Does Bill Shorten have a problem with female voters? Will they have a problem voting for him, as prime minister?
Put your ear to the ground, there’s a bit of chat out there — on the hustings, around the place — that women don’t much like the Opposition Leader, and the reason he is so rarely seen in public without a woman by his side is that the ALP knows it. This is despite the ALP proudly being the more feminist of the two parties.
Chat is one thing. What do the polls say? Well, there was a bit of a leak from Liberal Party headquarters about nine months ago that suggested Shorten was particularly unpopular with young women (his rating was -77 with female voters under 35).
Presumably the ALP’s own internal polling says much the same.
But that was nine months ago, and a lot has changed since then, not least those that occupy The Lodge: the Turnbulls have been replaced by the Morrisons.
The woman with the highest profile, and the greatest success to date — first female foreign minister, first female deputy leader — in the Liberal Party, Julie Bishop, has quit, as has Kelly O’Dwyer. Julia Banks has turned on her own, describing Liberal colleagues as bullies. So maybe Shorten’s position has improved?
The best polls — Galaxy and Newspoll — detect ambivalence about the Labor leader, but it’s not gender-based. David Briggs, managing director of YouGov, says women prefer Morrison to Shorten, but so do men, and by a greater margin. “There’s a seven-point gap between Morrison and Shorten among women voters,” Briggs says. “With men, it’s nine points. So there isn’t really a gender story in the polls.”
And yet there absolutely is a gender story on the hustings.
Shorten has surrounded himself with women, from day one. Sometimes it’s his wife, Chloe; sometimes it’s his deputy, Tanya Plibersek; sometimes it’s his “bus captain” Kristina Keneally. Yesterday, in Boothby, he was with candidates Nadia Clancy and Emily Gore, and health spokeswoman Catherine King; in the marginal seat of Reid last week, he had King, Penny Wong, Jenny McAllister and Julie Collins by his side. What’s he playing at? It’s in part a reflection of electoral reality: you’re seeing a lot of Labor women on the hustings because the ALP is committed to running a lot of women.
For example, it’s running four women in the four seats the Coalition unquestionably needs to hold in WA: Melita Markey, Kim Travers, Hannah Beazley (daughter of former federal Labor leader, now WA Governor Kim Beazley) and Mellisa Teede are contesting Pearce (3.7 per cent), Swan (3.6 per cent), Stirling (6.2 per cent) and Canning (6.8 per cent) respectively.
All their opponents are men: Attorney-General Christian Porter is defending Pearce, Andrew Hastie is defending Canning; Steve Irons is the incumbent in the marginal seat of Swan; and Vince Connelly was preselected to contest the seat of Stirling ahead of four women.

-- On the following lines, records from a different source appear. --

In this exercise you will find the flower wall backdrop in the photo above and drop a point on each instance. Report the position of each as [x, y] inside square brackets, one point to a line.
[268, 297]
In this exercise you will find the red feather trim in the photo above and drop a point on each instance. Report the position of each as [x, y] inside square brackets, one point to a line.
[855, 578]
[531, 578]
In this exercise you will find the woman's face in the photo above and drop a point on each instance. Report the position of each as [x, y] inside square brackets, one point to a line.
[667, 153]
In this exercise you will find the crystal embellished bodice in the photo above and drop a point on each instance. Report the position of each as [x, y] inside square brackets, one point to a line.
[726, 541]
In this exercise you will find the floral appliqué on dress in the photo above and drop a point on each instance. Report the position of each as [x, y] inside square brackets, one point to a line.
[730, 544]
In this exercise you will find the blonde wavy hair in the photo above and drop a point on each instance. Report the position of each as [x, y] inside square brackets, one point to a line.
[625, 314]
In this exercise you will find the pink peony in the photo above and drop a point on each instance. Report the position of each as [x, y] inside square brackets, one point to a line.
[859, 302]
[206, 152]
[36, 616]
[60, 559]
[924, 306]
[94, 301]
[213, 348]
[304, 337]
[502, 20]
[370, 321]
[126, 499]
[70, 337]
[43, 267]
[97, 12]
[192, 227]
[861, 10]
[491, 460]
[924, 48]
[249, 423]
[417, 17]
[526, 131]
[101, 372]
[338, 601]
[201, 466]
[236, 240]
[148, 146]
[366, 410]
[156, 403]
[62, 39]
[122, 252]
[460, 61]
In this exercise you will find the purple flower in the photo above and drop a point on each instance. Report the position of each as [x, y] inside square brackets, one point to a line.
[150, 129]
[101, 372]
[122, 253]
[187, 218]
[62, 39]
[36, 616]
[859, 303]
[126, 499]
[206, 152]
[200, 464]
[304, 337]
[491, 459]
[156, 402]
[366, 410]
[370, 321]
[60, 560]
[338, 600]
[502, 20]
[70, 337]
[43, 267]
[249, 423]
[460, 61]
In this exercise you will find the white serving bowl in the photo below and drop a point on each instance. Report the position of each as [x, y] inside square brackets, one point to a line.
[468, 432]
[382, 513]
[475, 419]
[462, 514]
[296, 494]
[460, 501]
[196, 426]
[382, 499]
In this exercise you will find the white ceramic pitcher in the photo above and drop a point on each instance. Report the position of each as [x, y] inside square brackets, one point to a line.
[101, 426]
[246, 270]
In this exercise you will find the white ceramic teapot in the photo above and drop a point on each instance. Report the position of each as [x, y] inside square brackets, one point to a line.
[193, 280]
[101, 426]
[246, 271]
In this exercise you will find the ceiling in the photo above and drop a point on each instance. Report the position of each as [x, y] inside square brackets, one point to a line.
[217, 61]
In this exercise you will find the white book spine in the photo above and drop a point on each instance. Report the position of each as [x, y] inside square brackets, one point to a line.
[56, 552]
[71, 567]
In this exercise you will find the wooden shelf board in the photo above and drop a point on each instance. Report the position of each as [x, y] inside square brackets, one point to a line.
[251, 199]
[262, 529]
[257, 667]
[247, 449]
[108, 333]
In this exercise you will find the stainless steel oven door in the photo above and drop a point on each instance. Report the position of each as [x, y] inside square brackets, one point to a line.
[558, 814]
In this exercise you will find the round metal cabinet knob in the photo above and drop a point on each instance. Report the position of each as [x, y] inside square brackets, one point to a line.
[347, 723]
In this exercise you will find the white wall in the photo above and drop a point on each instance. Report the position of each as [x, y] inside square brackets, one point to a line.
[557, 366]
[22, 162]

So there’s reality, and then there’s perception. There is a perception that the Coalition is a sexist party. It isn’t committed to gender parity among candidates; it won’t entertain quotas (Morrison has appointed more women to cabinet than there have ever been in cabinet but that hasn’t seemed to have cut through).
The perception that the ALP treats women with respect, and the Coalition treats them with contempt, is a clear point of difference between the parties, and Shorten’s working it for whatever it might be worth. He’s announced his intention to appoint a female governor-general if elected (fun fact: the last woman in that role was his mother-in-law). He’s also made much of the fact that Australia will have a female deputy prime minister if he’s elected. In fact, Pilbersek is running less like a deputy, more like a vice, as in president, as if this were a US-style campaign. She’s at least as high-profile, and as personally popular, as Julia Gillard was under Kevin Rudd, circa 2007, but maybe not let’s not go there.